Alessandra Aldé (2004; p.16), ao analisar a relação dos cidadãos com a mídia, o destaque fica por conta da TV, com uma posição singularmente vantajosa na constituição da opinião pública, central para a reflexão acerca das suas implicações políticas. As pessoas buscam nela a essência dos fatos com destaque para os jornalistas e apresentadores de TV; o estatuto visual da verdade; e a personalização própria do enquadramento telejornalístico e das explicações populares para a política. A autora (Idem, p.173) constatou que, embora consumidos de maneira diferenciada, os meios de comunicação perpassam de maneira importante a construção das atitudes políticas de todos os tipos de cidadão e receptor. Em particular, a influência da TV enquanto quadro de referência primário se vê reforçada por mecanismos cognitivos de uso comum, presentes no discurso de todos os cidadãos, e cujos funcionamentos e implicações ela apresenta no capítulo 6 do seu livro. Assim, reforça que a TV influi na estruturação e manutenção das atitudes políticas do cidadão comum, estimulando sua incorporação ao discurso e ao repertório de exemplos de cada cidadão (p.175).

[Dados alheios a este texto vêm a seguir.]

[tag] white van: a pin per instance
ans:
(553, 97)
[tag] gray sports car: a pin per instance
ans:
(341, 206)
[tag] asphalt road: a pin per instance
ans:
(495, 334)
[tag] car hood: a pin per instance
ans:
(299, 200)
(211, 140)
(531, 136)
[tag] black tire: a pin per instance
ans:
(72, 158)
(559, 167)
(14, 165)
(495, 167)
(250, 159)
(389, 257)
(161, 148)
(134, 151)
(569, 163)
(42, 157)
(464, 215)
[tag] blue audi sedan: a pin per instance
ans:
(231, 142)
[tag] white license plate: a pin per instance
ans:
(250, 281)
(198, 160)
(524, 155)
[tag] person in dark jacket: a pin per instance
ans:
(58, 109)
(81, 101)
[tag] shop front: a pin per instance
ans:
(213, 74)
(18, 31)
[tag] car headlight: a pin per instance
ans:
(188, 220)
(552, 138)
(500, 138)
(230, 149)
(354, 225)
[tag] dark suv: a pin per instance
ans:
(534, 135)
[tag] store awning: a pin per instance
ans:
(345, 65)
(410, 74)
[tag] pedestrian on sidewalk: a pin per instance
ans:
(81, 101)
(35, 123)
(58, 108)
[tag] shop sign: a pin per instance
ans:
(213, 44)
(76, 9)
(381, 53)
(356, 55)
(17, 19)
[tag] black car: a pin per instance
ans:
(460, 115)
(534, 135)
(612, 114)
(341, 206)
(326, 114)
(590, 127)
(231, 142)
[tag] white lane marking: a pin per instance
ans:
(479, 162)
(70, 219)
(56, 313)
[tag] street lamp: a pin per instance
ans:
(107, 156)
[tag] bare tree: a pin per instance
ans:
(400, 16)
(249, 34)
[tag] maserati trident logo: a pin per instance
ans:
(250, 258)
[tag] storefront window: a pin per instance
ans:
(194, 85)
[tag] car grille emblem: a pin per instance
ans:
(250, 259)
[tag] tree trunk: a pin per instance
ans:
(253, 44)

As pesquisas mencionadas por Traquina (2001), apontam nessa direção. Mencionando outros estudiosos que testaram o efeito da agenda-setting sobre todas as pessoas ou sobre todos os assuntos, o autor (2001, p.36-37) cita uma variedade de autores que afirmam a "necessidade de uma orientação" como fator decisivo: "assim, o efeito de agendamento ocorre com pessoas que têm uma grande necessidade de obter informação sobre um assunto; devido

a esta 'necessidade de orientação' estas pessoas expõem-se mais aos mídia noticiosos, provocando maiores efeitos de agendamento" (p. 37). Especificamente à televisão, o destaque é "quanto mais o espectador está afastado do mundo dos acontecimentos públicos, mais forte é o poder de agenda-setting dos noticiários televisivos"(Iyengar e Kinder 1987, p.60, apud Traquina, 2001, p.38). Em publicação anterior, Traquina (2000) relacionou outras pesquisas, incluindo estudos sobre a guerra do Golfo e o caso Watergate. Nestes relatos, a força da TV também estava evidente, como veremos adiante. Porém, há enfoques limitadores à perspectiva de agendamento em estudos voltados para a psicologia do público. Analisando o ciclo de atenção das pessoas, outras pesquisas enfocam a saturação da audiência quando o assunto fica muito tempo em exposição. Portanto, os jornalistas sabem disso ao dosar a exposição dos conteúdos nos noticiários.